Легкий летний дождь, тонкий туман висит, ни за что не цепляясь, но после город отчего-то становится грязнее прежнего: крышки люков – тусклые монеты, ветер несет обрывки мусора. Уже начало девятого, но многие магазины открыты. Продавщица из «Барракуды» выскочила перекурить. Мужчина с накладными ресницами под зонтиком – грустный смайлик – помахал рукой, останавливая такси, и подмигнул Джоне, который брел по Авеню А.
Привет, мир! – думал Джона. – Привет и пока. До завтра.
Он заскочил в лавочку, взял упаковку претцелей и подошел к пуленепробиваемой кассе. Кассир пробил чек, не отрывая глаз от черно-белого экрана: «Ред сокс» играли против «А».
– А что «Янкиз»? – поинтересовался Джона.
– Ничя из-за дожя.
Кассир уронил монетку, нагнулся за ней, а когда распрямился, вместо него Джона увидел Рэймонда Инигеса.
Джона попятился, смахнул ряд банок с арахисовым маслом, врезался спиной в морозильную камеру.
– Эй! – Клерк вскочил на ноги. – Вы чёвё такоё? Вы глупыё? – Кореец, лет шестидесяти с лишним. – Вы разобётё чё-тё.
– Извините! – Джона выбежал из магазина.
Он остановился на углу, согнулся, облизанный сырым воздухом, впился ногтями в ладони. Бессмыслица! Потерял контроль над собой. Если уж этот кореец померещился ему Рэймондом Инигесом, им может обернуться кто угодно.
Заглянул осторожно в магазинчик. Кореец снова уткнулся в телевизор. Ничего плохого Джона ему не сделал.
Все, успокойся. Успокойся же!
Он вошел в свой дом, задев дверью здоровенный сверток в коричневой бумаге. Адресован ему, из Бисмарка. На миг он устрашился, что это бомба. Подложена Рэймондом – живым мертвецом – или кровными мстителями.
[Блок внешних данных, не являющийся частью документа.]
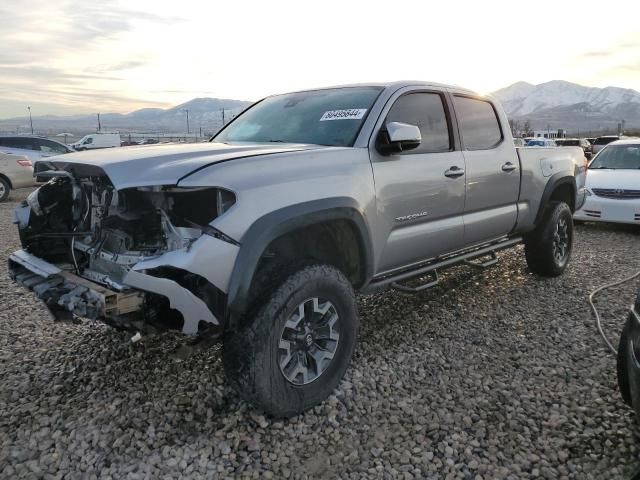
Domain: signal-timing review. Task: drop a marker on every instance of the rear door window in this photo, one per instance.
(479, 124)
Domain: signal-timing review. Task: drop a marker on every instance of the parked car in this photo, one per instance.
(601, 142)
(32, 147)
(541, 142)
(576, 142)
(613, 185)
(97, 140)
(15, 172)
(263, 235)
(628, 355)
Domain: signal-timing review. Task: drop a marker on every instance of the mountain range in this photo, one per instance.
(555, 104)
(560, 104)
(204, 113)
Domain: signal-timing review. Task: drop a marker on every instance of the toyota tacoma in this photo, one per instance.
(261, 236)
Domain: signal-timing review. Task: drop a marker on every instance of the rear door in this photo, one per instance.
(419, 193)
(493, 170)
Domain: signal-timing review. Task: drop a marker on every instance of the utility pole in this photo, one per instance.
(187, 112)
(30, 119)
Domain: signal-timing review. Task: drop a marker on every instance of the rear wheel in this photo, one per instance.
(626, 355)
(622, 363)
(294, 352)
(548, 247)
(5, 188)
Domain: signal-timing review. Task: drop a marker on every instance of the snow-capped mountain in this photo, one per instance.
(205, 113)
(571, 106)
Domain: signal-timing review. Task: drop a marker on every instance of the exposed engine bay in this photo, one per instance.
(125, 256)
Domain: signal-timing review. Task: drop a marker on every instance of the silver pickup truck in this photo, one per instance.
(262, 236)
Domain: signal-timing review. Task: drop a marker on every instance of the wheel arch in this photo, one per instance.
(560, 187)
(288, 220)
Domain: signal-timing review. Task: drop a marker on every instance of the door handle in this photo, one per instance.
(508, 167)
(454, 172)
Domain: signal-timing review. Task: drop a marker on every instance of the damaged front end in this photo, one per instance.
(131, 257)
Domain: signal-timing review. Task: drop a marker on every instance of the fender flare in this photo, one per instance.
(556, 180)
(282, 221)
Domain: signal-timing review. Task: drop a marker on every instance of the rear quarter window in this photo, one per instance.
(479, 124)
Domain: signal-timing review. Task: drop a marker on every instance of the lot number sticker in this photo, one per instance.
(349, 114)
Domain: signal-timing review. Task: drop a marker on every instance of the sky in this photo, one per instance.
(68, 57)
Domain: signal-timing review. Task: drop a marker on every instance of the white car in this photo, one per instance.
(32, 147)
(541, 142)
(16, 171)
(613, 185)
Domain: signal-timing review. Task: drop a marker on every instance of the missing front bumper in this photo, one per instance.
(66, 293)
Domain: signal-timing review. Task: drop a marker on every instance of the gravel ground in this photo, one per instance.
(495, 374)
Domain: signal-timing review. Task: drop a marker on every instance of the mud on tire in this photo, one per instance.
(548, 247)
(260, 355)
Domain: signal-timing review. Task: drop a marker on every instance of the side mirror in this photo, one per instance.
(398, 137)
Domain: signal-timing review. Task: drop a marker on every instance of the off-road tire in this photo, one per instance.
(623, 355)
(4, 190)
(621, 364)
(251, 349)
(539, 244)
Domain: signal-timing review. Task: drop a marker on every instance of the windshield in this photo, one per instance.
(618, 157)
(323, 117)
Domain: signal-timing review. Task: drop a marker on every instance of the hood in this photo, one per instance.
(162, 164)
(624, 179)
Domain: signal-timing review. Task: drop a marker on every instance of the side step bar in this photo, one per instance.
(394, 280)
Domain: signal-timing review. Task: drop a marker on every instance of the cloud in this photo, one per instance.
(70, 51)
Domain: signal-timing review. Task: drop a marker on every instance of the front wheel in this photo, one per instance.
(548, 247)
(294, 352)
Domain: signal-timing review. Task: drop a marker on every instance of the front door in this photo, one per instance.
(420, 193)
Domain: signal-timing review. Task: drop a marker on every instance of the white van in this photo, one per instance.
(97, 140)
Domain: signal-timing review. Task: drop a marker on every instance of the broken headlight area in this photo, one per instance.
(90, 236)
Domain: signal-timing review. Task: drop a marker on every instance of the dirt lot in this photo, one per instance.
(495, 374)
Оторвет ему руки, размажет клубничным джемом по стене. Да остынь же, остынь! Приди в себя, слышишь?
Джона ощупал сверху подозрительный сверток. Кто пошлет ему бомбу из Северной Дакоты? С центральными штатами он вроде бы не ссорился, напротив – там он закончил один из лучших университетов. Тамошние жители не станут посылать взрывчатку наугад, – хотя, правда, Унабомбер оттуда, но ведь он давно гниет в тюрьме. Наверное, это… впрочем, он понятия не имел.
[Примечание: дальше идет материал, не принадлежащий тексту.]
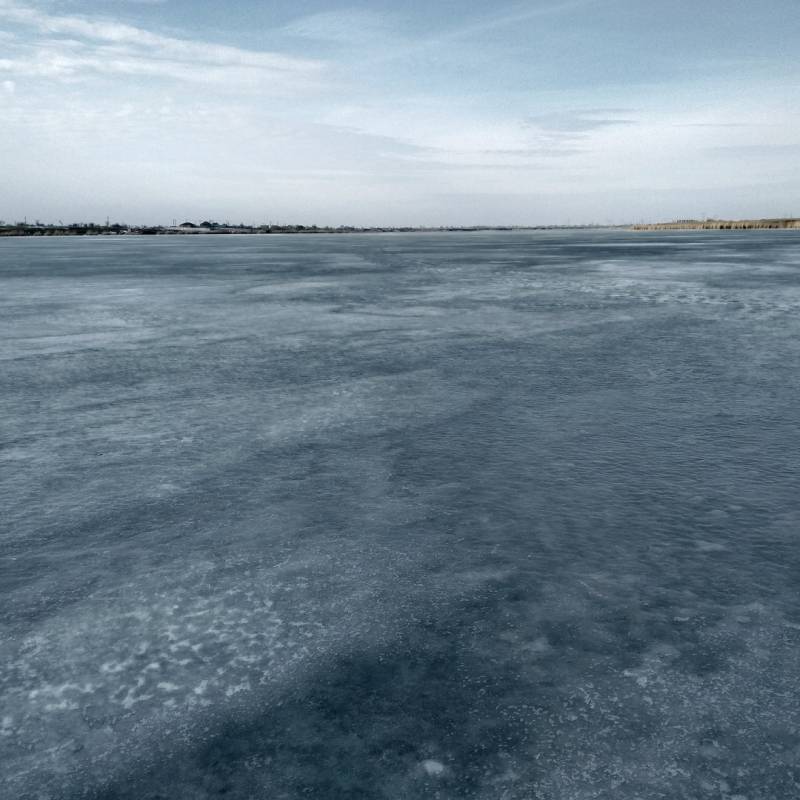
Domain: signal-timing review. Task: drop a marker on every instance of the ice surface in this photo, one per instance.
(486, 515)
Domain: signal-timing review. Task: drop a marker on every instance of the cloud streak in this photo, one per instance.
(97, 47)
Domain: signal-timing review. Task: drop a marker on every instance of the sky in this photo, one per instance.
(399, 113)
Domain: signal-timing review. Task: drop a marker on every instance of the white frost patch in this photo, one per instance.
(709, 547)
(433, 768)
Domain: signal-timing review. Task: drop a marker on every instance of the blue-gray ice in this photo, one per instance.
(401, 516)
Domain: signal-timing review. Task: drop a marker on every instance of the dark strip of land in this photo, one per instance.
(718, 224)
(92, 229)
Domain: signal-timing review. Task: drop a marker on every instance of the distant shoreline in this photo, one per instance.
(247, 230)
(719, 225)
(215, 229)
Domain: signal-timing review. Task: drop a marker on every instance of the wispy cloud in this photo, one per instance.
(101, 46)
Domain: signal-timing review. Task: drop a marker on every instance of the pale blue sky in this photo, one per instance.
(399, 113)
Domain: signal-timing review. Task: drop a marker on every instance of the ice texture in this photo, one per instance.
(489, 515)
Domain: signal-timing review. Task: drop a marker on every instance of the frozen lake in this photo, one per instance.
(401, 516)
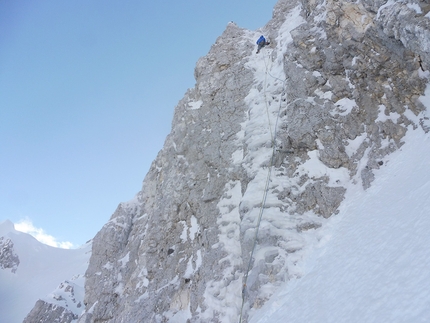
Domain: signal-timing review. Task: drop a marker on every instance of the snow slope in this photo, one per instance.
(376, 265)
(40, 272)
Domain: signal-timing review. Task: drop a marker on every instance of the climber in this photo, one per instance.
(261, 42)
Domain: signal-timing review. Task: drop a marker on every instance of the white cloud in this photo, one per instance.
(27, 226)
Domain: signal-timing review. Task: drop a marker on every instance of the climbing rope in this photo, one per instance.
(266, 188)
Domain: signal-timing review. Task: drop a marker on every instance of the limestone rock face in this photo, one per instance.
(268, 141)
(8, 258)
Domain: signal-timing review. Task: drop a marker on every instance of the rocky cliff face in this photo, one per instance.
(8, 257)
(268, 141)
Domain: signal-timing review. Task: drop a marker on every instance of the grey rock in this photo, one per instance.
(344, 95)
(8, 258)
(44, 312)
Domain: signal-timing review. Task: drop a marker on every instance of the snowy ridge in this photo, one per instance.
(375, 267)
(289, 136)
(50, 274)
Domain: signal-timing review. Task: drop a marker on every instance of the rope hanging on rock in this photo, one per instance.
(266, 188)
Внутри оказалась простая белая коробка, запечатанная с обеих сторон большущими фабричными скобками. Джона разогнул их ключом от квартиры, наружу попер пенопласт.
– Вот черт! – сказал Джона.
Огроменный кубок, больше метра в высоту, увеличенная копия Кубка Стэнли, с «золотыми» ручками в форме виноградной лозы и «мраморным» основанием. На взгляд Джона оценил его в девяносто тысяч наклеек от мюслей плюс $13,95 за гравировку.
ВЕЛИКОМУ ДЖОНЕ СТЭМУ
СПАСИТЕЛЮ ДАМ
ПЛАТЕЛЬЩИКУ ЗА СВЕТ
ТЫ ПРАВИШЬ ВСЕЛЕННОЙ ЛЮБВИ
ЗЛАТЫМ СКИПЕТРОМ ЧУДЕС
Отхохотавшись, Джона высвободил свой трофей из упаковки и потащил его наверх, перешагивая через скопившиеся на неровном линолеуме лужи. Дверь квартиры была распахнута, и Джона сразу прошел внутрь.
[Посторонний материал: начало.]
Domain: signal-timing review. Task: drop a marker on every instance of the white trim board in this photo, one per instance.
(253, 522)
– С ума сошел? – окликнул он друга. – Куда я это пристрою?
– Его нет. Он сказал, я могу подождать вас.
Джона обернулся. На диване сидела Ив Джонс.
6
Спасибочки, сказал Джона. К тому времени они с Лансом были знакомы всего месяц, но уже достаточно близко, чтобы Джона усомнился в его талантах свахи.
Но Ланс допекал их обоих, и на Хэллоуин Джона явился в «Скиперс», разговорился там с широкоплечей черноволосой девчонкой, вскоре они решили, что в клубе чересчур шумно, и вот уже они целовались снаружи, а потом писали друг другу полтора десятка электронных писем в день и не успели оглянуться, как его сестра уже именовала их парочкой.
Со стороны и впрямь парочка, хотя задним числом Джона счел бы это выражение неточным. Не парочка, а полное поглощение. Ханна растворилась в нем. Одинокая, застенчивая, она предпочитала всецело отдаваться чему-то одному. Такая сосредоточенность привела ее в софтболл – тот вид спорта, где весь мир сходится в точку, движешься вдоль прямой, и твои руки – концы отрезка. И теперь с маниакальным упорством спортсменки Ханна обрушила на Джону свою привязанность – густую, как джем, острую до боли.
Задним числом он мог также усомниться в серьезности их отношений. Они были молоды, теперь-то он другой, заржавел. Невинная, доверчивая Ханна, безудержная оптимистка. Теперь он считал это наивностью – но ведь в том числе и потому, что наблюдал ее распад, хронометрировал одну будничную трагедию за другой. Если бы он мог совершить путешествие во времени, увидеть ее там нынешним своим взглядом… но он не мог совершить путешествие во времени, такого путешествия никто не совершал, а сидеть тут и гадать «что, если бы» не имело никакого смысла – и он не будет этим заниматься.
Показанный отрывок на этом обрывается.